Entre el sano realismo y la falta de escrúpulos

¿Qué es ser pragmático? Esa cualidad está cargada de controversia, toda vez que puede significar tanto una virtud como algo despreciable, según la lectura que se haga.

El pragmatismo es el mal de los políticos, quienes desean estar en el poder sin que los principios y las ideologías importen. Eso dicen quienes ven con desagrado el término.

El sentido peyorativo de pragmático, en efecto, alude a la actitud o conducta sociopolítica que prescinde en cierta medida de los principios fundamentales y esto por razones de conveniencia.

Para determinados exégetas, es la postura que recomendó Nicolás Maquiavelo a los políticos: renunciar a los ideales morales si las circunstancias del poder así lo exigen.

“Un príncipe que quiera mantenerse como tal debe aprender a no ser necesariamente bueno, y usar esto o no según lo precise”, aconsejó el autor de “El Príncipe”.

Bajo esta perspectiva, el propósito de conquistar y mantenerse en el poder justifica cualquier medio, incluso ilícito como mentir, robar y matar. He ahí el abecé del maquiavelismo.

Muchos perciben este pragmatismo radicalizado como un signo de los tiempos. En Argentina, donde se ha hecho cultura la expresión “roban pero hacen”, se diría que los gobiernos han hecho honor a Maquiavelo.

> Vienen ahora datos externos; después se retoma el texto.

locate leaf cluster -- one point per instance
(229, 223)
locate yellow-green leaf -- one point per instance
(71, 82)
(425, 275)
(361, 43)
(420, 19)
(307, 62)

“La política exige mancharse las manos”, teorizan en estas pampas aquellos que aceptan el ejercicio de una actividad que pide, llegado el caso, estar dispuesto a todo.

Así, aquel que pone reparos morales más vale que se dedique a otra cosa. La política no sería para los que, escrupulosos y observantes con la ley moral, no tienen las agallas para practicar los siete pecados capitales, si las necesidades del poder lo exigen.

Acaso esta acepción del pragmatismo sea la más popular, la que goza de mayor predicamento cultural. Ser pragmático, en este sentido, es casi una mala palabra, al menos para los que postulan la existencia de valores morales objetivos (del tipo “no robarás”, “no mentirás”, “no matarás”, etc.).

Sin embargo, habría un sentido benévolo para “pragmatismo”, incluso aplicado al mundo de la política. Esta acepción empalma con la etimología del vocablo que alude a la idea de “práctico”.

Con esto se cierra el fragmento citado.